Verborgene Talente entdecken

Die Corona-Krise hat die Anwendungsfälle und die ­Auswertungsmodalitäten psychologischer Testverfahren verändert. Welche neuen Chancen sich dadurch ergeben und worauf bei der Auswertung besonders zu achten ist, erfahren Sie in diesem Artikel.

Psychologische Testverfahren werden sowohl für das Recruiting neuer Mitarbeiter eingesetzt als auch für interne Versetzungen. Hier stellen sie ein tolles und aussagekräftiges Instrument dar, um über die Stärken und das Entwicklungspotenzial von Mitarbeitern besser Bescheid zu wissen.

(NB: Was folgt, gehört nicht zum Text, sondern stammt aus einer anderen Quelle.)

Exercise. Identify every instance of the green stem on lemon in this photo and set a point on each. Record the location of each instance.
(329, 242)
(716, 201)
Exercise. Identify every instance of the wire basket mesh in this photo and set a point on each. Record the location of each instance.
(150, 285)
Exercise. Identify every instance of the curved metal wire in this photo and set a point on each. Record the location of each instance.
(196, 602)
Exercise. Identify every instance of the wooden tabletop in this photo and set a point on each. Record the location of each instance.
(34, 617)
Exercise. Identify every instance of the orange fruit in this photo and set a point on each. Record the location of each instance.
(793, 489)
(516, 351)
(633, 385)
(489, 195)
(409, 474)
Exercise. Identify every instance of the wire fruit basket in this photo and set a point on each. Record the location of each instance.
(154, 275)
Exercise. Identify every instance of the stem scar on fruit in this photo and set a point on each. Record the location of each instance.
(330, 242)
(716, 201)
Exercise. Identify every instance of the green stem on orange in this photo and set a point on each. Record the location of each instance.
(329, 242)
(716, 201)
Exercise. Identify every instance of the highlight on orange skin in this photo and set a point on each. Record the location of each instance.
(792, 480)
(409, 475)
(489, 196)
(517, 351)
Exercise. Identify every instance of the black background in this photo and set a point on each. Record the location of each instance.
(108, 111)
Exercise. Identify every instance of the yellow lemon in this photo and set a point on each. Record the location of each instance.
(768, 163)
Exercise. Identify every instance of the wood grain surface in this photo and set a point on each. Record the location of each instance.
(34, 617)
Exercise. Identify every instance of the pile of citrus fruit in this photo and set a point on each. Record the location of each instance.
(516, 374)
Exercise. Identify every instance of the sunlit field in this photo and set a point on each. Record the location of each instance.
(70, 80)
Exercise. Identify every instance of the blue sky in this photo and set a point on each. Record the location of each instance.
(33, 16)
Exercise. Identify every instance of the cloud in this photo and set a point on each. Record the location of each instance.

Potenzialanalysen ganz unterschiedlicher Art sind äußerst wertvoll und es lohnt, sich Zeit für eine darauf basierende umfangreiche Reflexion zu nehmen. Natürlich ist es auch für Mitarbeiter und Bewerber immer wieder spannend, sich mit anderen zu messen. Worum geht es im Endeffekt? Um die passende Person zur richtigen Zeit an die beste für sie geeignete Position im Unternehmen zu setzen.

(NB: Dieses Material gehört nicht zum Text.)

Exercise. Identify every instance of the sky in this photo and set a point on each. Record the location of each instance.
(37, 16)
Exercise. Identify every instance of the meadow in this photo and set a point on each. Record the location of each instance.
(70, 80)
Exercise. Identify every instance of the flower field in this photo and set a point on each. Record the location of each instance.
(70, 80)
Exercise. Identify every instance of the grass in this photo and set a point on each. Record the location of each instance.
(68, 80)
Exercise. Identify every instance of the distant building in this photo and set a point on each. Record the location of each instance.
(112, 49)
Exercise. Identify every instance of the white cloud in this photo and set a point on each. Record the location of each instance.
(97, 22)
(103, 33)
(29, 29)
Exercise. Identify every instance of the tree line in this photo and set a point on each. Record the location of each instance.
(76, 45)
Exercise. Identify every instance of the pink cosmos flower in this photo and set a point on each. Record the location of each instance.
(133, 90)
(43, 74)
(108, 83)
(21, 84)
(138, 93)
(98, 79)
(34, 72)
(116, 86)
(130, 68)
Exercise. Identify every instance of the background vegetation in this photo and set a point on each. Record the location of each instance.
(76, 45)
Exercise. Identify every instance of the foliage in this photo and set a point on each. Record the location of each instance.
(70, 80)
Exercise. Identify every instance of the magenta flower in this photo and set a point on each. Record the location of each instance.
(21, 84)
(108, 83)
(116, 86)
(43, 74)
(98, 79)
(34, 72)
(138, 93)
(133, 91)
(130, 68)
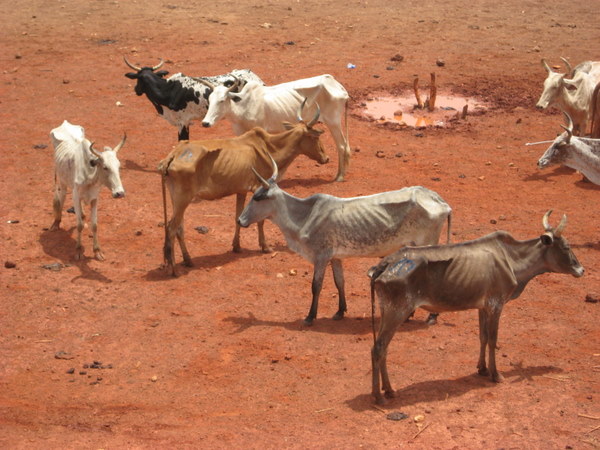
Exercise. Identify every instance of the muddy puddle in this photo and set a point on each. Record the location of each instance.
(402, 110)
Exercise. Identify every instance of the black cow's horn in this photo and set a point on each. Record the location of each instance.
(136, 68)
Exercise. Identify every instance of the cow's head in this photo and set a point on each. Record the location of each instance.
(146, 76)
(558, 255)
(107, 163)
(263, 203)
(220, 99)
(553, 85)
(559, 150)
(309, 142)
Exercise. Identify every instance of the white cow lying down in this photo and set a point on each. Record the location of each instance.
(80, 167)
(268, 107)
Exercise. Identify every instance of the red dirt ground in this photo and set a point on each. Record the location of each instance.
(219, 357)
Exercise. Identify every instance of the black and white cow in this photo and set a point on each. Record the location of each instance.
(180, 99)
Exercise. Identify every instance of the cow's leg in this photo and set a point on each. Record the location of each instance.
(184, 133)
(483, 342)
(180, 200)
(79, 250)
(493, 322)
(317, 284)
(343, 150)
(94, 220)
(389, 322)
(338, 277)
(60, 191)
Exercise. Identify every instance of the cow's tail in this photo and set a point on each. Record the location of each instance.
(595, 127)
(449, 227)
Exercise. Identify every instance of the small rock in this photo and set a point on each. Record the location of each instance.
(590, 299)
(63, 355)
(396, 415)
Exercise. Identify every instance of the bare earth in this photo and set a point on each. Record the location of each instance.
(219, 357)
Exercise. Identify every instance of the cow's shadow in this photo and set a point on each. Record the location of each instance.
(347, 326)
(60, 245)
(207, 262)
(440, 390)
(547, 175)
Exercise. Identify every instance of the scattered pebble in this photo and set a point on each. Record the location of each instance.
(590, 299)
(396, 415)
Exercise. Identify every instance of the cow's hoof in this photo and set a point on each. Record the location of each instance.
(432, 319)
(338, 315)
(497, 378)
(390, 394)
(308, 321)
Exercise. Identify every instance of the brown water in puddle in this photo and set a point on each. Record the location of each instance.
(403, 110)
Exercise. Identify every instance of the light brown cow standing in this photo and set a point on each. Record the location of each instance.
(216, 168)
(482, 274)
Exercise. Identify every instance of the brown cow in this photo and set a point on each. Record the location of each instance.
(481, 274)
(216, 168)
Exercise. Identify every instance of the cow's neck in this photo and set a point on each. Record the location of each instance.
(526, 260)
(586, 161)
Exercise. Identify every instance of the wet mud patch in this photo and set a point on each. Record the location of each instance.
(404, 111)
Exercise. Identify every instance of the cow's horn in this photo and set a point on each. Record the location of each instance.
(316, 118)
(136, 68)
(546, 66)
(569, 127)
(120, 144)
(275, 170)
(94, 152)
(264, 182)
(545, 222)
(235, 84)
(569, 68)
(300, 110)
(205, 83)
(159, 65)
(561, 226)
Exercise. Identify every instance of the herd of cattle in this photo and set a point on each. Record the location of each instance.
(403, 226)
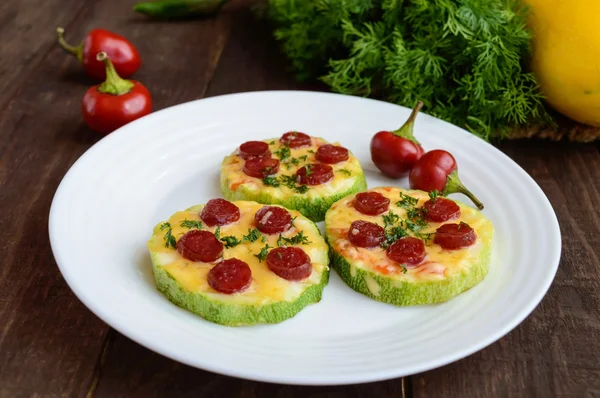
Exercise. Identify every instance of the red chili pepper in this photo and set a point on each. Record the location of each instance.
(116, 102)
(437, 171)
(122, 53)
(396, 152)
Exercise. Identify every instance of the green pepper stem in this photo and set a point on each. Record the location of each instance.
(406, 131)
(455, 185)
(114, 84)
(76, 51)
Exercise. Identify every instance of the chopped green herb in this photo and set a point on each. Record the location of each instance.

Durch die Corona-Krise hat sich auch das Recruiting geändert. Weniger selbstredend und wenn, dann digital, so könnte man die letzte Zeit im Bereich Recruiting beschreiben. Das Angebot am Arbeitsmarkt hat sich durch die hohe Arbeitslosenzahl natürlich erhöht. TRAiNiNG wollte von Experten wissen, welche Auswirkungen die Krise auf die Anwendung von psychologischen Testverfahren hat.
Eine wesentliche Veränderung ist beispielsweise, dass die Auswertung einer Persönlichkeitsanalyse nicht mehr Face-to-Face stattfinden konnte.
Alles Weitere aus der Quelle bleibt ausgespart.